Algún día encontraré una palabra

que penetre en tu vientre y lo fecunde,

que se pare en tu seno

como una mano abierta y cerrada al mismo tiempo.

 

Hallaré una palabra

que detenga tu cuerpo y lo dé vuelta,

que contenga tu cuerpo

y abra tus ojos como un dios sin nubes

y te use tu saliva

y te doble las piernas.

Tú tal vez no la escuches

o tal vez no la comprendas.

No será necesario.

Irá por tu interior como una rueda

recorriéndote al fin de punta a punta,

mujer mía y no mía

y no se detendrá ni cuando mueras.

——————–

 

DETENER LA PALABRA…

Detener la palabra

un segundo antes del labio,

un segundo antes de la voracidad compartida,

un segundo antes del corazón del otro,

para que haya por lo menos un pájaro

que puede prescindir de todo nido.

 

El destino es de aire.

Las brújulas señalan uno solo de sus hilos,

pero la ausencia necesita otros

para que las cosas sean

su destino de aire.

 

La palabra es el único pájaro

que puede ser igual a su ausencia.

 

——————–

 

 

EL SILENCIO QUE QUEDA ENTRE DOS PALABRAS

El silencio que queda entre dos palabras

no es el mismo silencio que envuelve una cabeza cuando cae,

ni tampoco el que estampa la presencia del árbol

cuando se apaga el incendio vespertino del viento.

 

Así como cada voz tiene un timbre y una altura,

cada silencio tiene un registro y una profundidad.

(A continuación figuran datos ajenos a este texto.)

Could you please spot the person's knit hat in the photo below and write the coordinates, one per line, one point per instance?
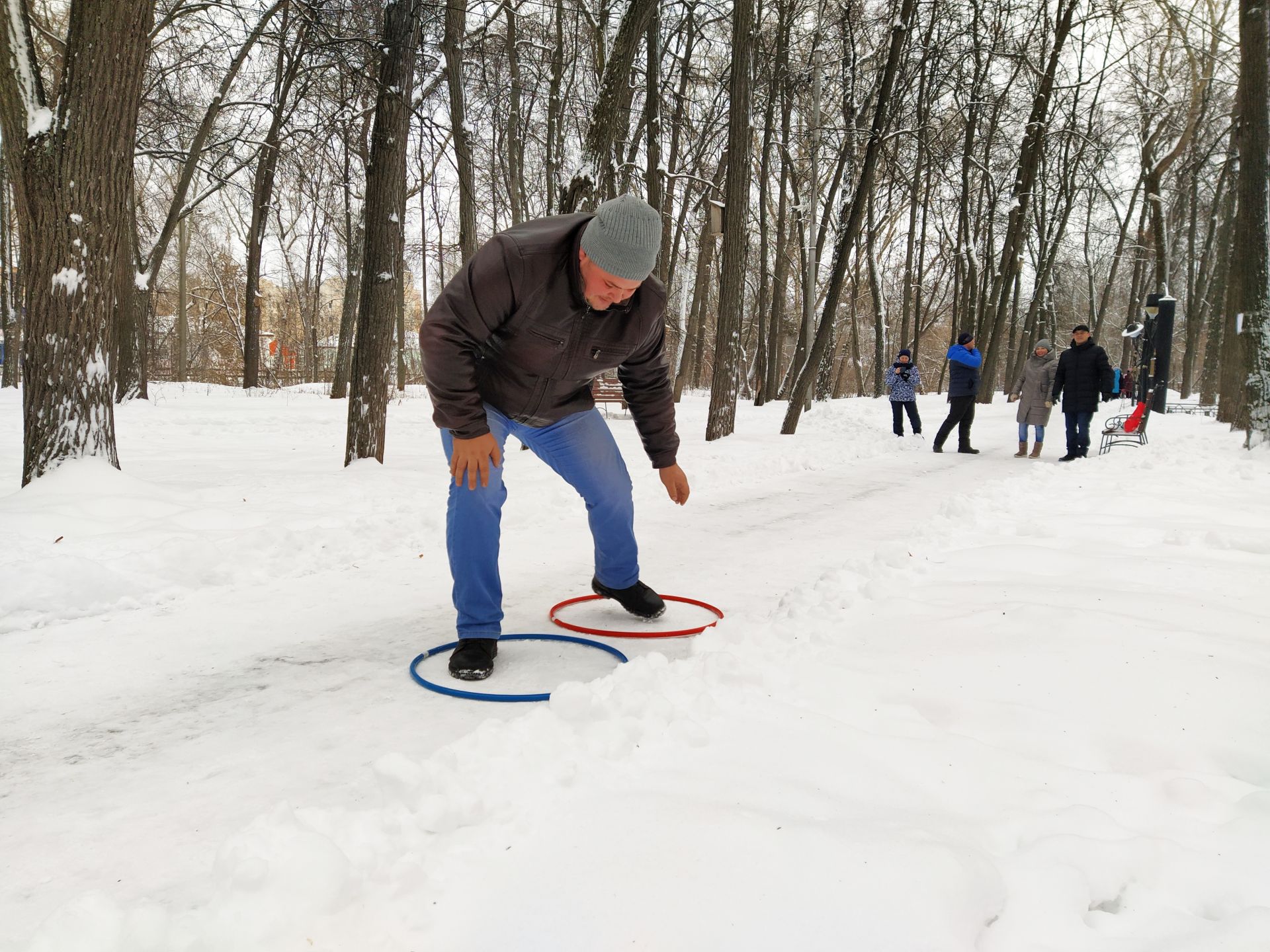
(624, 238)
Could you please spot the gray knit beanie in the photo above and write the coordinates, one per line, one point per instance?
(624, 238)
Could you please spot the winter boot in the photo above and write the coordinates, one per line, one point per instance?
(473, 659)
(639, 600)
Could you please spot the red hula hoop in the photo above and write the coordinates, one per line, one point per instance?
(568, 602)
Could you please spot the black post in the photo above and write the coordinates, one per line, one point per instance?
(1161, 333)
(1146, 353)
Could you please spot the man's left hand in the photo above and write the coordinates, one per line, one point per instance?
(676, 483)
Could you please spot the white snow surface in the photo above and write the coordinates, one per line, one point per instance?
(958, 703)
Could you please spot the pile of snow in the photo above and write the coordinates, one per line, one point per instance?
(958, 702)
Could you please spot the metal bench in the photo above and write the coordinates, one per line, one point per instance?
(1114, 433)
(607, 390)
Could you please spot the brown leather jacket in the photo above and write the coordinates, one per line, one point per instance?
(512, 329)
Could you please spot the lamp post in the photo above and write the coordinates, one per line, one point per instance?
(1158, 349)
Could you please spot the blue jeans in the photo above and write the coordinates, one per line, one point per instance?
(1079, 433)
(582, 451)
(1023, 433)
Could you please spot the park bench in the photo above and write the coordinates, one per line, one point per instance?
(1115, 434)
(607, 390)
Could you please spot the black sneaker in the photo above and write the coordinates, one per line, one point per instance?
(474, 659)
(639, 600)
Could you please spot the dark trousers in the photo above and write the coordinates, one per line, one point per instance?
(1079, 433)
(898, 408)
(960, 415)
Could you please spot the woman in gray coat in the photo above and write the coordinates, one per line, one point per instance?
(1034, 393)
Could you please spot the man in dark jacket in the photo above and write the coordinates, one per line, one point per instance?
(1083, 375)
(511, 347)
(964, 362)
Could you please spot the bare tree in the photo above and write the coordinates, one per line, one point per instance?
(384, 257)
(1251, 268)
(71, 165)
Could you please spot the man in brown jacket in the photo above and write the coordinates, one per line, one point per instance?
(511, 347)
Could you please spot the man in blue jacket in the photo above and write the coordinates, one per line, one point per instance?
(964, 362)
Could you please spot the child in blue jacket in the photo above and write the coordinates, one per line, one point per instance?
(904, 381)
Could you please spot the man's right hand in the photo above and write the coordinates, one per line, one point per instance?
(473, 457)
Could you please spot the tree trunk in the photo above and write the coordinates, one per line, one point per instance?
(456, 23)
(515, 139)
(182, 299)
(71, 168)
(8, 313)
(609, 120)
(736, 227)
(654, 175)
(384, 257)
(1251, 229)
(1029, 161)
(349, 314)
(850, 219)
(556, 112)
(134, 323)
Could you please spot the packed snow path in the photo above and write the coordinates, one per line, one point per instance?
(958, 702)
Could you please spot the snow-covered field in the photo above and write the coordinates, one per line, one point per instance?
(958, 702)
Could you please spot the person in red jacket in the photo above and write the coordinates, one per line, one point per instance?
(511, 348)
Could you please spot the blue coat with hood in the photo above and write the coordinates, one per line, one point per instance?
(964, 371)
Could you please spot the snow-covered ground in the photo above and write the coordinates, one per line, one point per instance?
(958, 702)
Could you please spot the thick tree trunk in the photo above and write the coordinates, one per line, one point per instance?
(609, 118)
(73, 173)
(8, 313)
(736, 227)
(456, 23)
(851, 219)
(134, 324)
(1251, 229)
(384, 257)
(1029, 163)
(515, 139)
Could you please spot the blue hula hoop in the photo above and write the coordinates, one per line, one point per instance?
(508, 698)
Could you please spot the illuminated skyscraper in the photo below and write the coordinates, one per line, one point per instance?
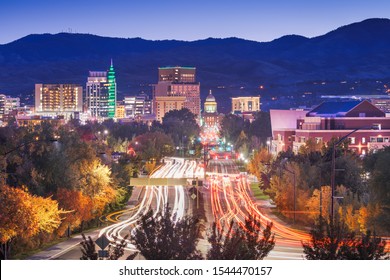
(176, 89)
(58, 99)
(111, 91)
(101, 93)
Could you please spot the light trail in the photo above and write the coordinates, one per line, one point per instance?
(231, 201)
(155, 197)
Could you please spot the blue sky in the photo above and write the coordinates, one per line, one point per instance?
(259, 20)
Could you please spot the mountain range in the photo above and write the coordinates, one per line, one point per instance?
(287, 71)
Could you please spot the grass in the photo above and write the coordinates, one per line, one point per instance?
(257, 192)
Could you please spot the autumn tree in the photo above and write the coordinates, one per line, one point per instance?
(260, 166)
(247, 243)
(334, 241)
(377, 165)
(181, 125)
(163, 237)
(78, 205)
(153, 145)
(23, 215)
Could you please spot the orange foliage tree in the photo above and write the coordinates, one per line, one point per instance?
(78, 205)
(24, 215)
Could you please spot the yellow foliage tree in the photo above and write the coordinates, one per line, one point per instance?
(23, 215)
(319, 203)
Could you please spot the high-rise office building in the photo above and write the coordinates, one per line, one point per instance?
(137, 106)
(111, 91)
(176, 88)
(101, 93)
(58, 99)
(245, 104)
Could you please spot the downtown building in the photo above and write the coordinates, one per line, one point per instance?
(246, 106)
(101, 94)
(8, 107)
(137, 106)
(53, 100)
(176, 89)
(291, 129)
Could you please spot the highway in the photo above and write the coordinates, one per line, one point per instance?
(154, 197)
(231, 200)
(227, 197)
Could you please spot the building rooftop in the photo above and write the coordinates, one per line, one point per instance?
(333, 108)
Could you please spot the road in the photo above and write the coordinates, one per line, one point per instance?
(231, 200)
(154, 197)
(226, 196)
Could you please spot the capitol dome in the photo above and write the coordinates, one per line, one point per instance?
(210, 98)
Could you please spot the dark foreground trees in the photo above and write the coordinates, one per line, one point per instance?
(237, 243)
(334, 241)
(163, 237)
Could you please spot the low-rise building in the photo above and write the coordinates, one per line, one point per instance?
(291, 129)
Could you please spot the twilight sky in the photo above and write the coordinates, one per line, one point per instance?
(258, 20)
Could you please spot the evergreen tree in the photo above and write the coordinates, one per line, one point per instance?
(248, 243)
(162, 237)
(333, 241)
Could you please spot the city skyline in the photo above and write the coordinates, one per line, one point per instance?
(184, 20)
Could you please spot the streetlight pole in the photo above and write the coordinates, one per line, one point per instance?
(295, 186)
(294, 190)
(333, 166)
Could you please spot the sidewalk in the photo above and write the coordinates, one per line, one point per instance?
(62, 247)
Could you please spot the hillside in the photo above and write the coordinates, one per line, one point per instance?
(357, 54)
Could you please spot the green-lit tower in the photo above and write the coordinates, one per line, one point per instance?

El silencio de un hombre es distinto del silencio de otro

y no es lo mismo callar un nombre que callar otro nombre.

 

Existe un alfabeto del silencio,

pero no nos han enseñado a deletrearlo.

Sin embargo, la lectura del silencio es la única durable,

tal vez más que el lector.

——————–

 

 

POEMAS VERTICALES

 

1

Manco de una mano que nunca tuve,

cojo de un pie que no aprendí,

enarbolo mi lengua hasta el corazón

y me descuelgo de un techo de cualquier manera imposible.

 

Dios debiera empezar a cierta altura

o por lo menos a cierta hondura

o a cierto grado intolerable de la ausencia.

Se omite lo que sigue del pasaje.